Seguiré buscando ese pedacito de ti, siempre que pueda.
Hasta pronto
realemnte cada vez que te leo pienso... si pudiera escribir algo tan maravilloso!!!!
abrazos
Te sigo leyendo, ETDN.
que descripción tan triste y maravillosa...
Terrible sensación la del que ve su alma prisionera con los barrotes de un sexo que no le pertenece.
Muy buen escrito, Etdn.Me ha gustado mucho y me ha enternecido.
Un beso muy grande.
Duele vivir una vida que no has buscado e intentar ser lo que deseas sin que la naturaleza te lo permita. Me encanta tu descripción.
Besos
Primero decirte que tu prosa es la leche, porque me has transportado al vagón, reviviendo esa imagen, muchas veces las miradas cuentan historias y no todos son capaes de leerlas, sólo los ojos que observan, que capatan esa esencia que escondemos tras el maquillaje.
Tal vez tu impresión no fue sólo eso y viste más allá de lo que esconden esos labios.
Un abrazo
P.D. Muchisimas gracias me hiciste feliz ayer.
uyyy, el comentario anterior es mío, olvidé cambiar el perfil de adictos al verso.
Buen final, sobretodo buen final...
Enhorabuena. Aquí había un metro, bueno, creo que existe pero no funciona. he visto de es@s en algún acantilado, más poético pero igual de terrorífico
muy bueno..un beso
F.J; ROX: Gracias por vuestras palabras. Me alegra que disfrutéis con las mías, saberlo me anima a seguir.
DON MICRO: No espero menos. Por cierto, tiene usted una risa preciosa al otro lado del auricular. Siga feliz, es una orden.

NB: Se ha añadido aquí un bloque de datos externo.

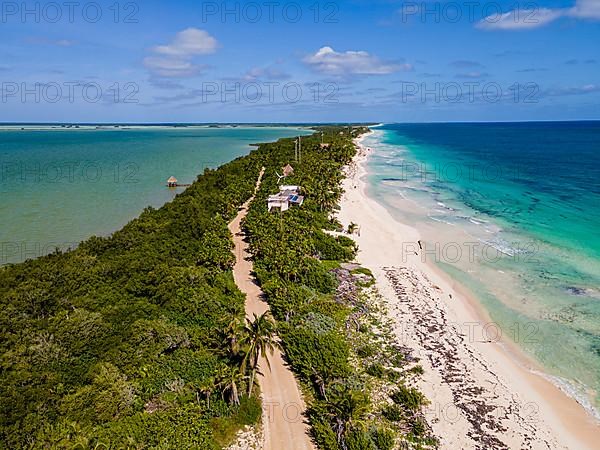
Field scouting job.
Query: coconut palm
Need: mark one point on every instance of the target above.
(352, 228)
(229, 380)
(347, 409)
(206, 387)
(259, 338)
(233, 335)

AYNE, MALENA, DASHINA: Gracias por seguir ahí, vuestros comentarios aportan y dan sentido. Se os quiere.
SANDRA: Me sonrojan tus halagos. Lo supuse por la posdata, pero gracias por la aclaración. Mi cumple es el 15. Besazo
JORDI: Gracias. Mejor el mar que el metro, sin duda. Cuidado con el poder adictivo de los acantilados y los cantos de sirenas.
FERNANDO: Un honor. Otro beso para ti.
Casualidades, el día de mi aniversario, jajaja, no creo que lo olvide.